[PAT] Spring 2021 PAT Class A problems

Posted by ddoc on Thu, 16 Dec 2021 19:32:46 +0100

1. Arithmetic Progression of Primes (20 points)

In mathematics, an arithmetic progression (AP, equal difference column) is a sequence of numbers such that the difference between the consecutive terms is constant. In 2004, Terence Tao and Ben Green proved that for any positive n n n, there exists at least one arithmetic progression consists of n n n consecutive prime numbers. For example, { 7,37,67,97,127,157 } is one solution for n = 6 n=6 n=6. Now it is your job to find a maximum solution for a given n n n within a given range.

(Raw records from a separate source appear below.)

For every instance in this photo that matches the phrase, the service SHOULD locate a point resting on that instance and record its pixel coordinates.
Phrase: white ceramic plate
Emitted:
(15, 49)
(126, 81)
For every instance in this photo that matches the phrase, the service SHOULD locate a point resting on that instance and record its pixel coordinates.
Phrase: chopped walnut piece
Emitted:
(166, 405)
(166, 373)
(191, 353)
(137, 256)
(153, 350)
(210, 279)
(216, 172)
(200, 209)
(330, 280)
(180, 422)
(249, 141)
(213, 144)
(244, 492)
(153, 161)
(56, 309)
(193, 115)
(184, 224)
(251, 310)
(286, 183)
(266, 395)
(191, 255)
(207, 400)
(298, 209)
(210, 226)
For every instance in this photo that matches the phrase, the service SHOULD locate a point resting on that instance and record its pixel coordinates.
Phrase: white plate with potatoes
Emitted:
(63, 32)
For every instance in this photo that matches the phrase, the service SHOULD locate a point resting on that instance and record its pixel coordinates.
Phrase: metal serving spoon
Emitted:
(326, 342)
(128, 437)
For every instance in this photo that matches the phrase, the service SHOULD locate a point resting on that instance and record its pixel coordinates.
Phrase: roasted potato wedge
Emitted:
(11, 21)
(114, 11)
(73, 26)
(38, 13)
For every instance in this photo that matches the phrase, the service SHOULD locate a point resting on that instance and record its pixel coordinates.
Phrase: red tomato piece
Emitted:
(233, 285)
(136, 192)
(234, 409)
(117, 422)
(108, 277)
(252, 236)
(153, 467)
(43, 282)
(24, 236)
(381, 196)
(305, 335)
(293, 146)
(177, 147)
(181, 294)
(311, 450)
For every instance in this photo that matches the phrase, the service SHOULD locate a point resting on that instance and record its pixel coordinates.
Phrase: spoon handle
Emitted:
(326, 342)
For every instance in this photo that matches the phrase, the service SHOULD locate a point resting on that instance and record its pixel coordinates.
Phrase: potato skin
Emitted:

All the numbers in a line must be separated by a space, and there must be no extra space at the beginning or the end of the line.

Input Specification:

Each input file contains one test case, which gives two positive integers in a line: n   ( ≤ 10 ) n\ (≤10) n (≤10), the number of consecutive prime terms in an arithmetic progression, and M A X P   ( 2 ≤ M A X P < 1 0 5 ) MAXP\ (2≤MAXP<10^5) MAXP (2≤MAXP<105), the upper bound of the largest prime in the solution.

Output Specification:

For each test case, if there exists a solution, print in ascending order the prime numbers in a line. If the solution is not unique, output the one with the maximum common difference. If there is still a tie, print the one with the maximum first number. If there is no solution bounded by M A X P MAXP MAXP, output the largest prime in the given range instead.

Sample Input 1:

5 1000

Sample Output 1:

23 263 503 743 983

Sample Input 2:

10 200

Sample Output 2:

199

meaning of the title

For a given positive integer n n n, at a given upper limit M A X P MAXP Within MAXP, find one by n n Equal difference column of n prime numbers. If there is a solution, the column of prime numbers is output in ascending order. If the solution is not unique, then the output has the solution with the largest tolerance; If it is still not unique, the first largest solution of the output sequence is obtained. If M A X P MAXP If there is no solution in the MAXP range, the maximum prime number in the given range is output.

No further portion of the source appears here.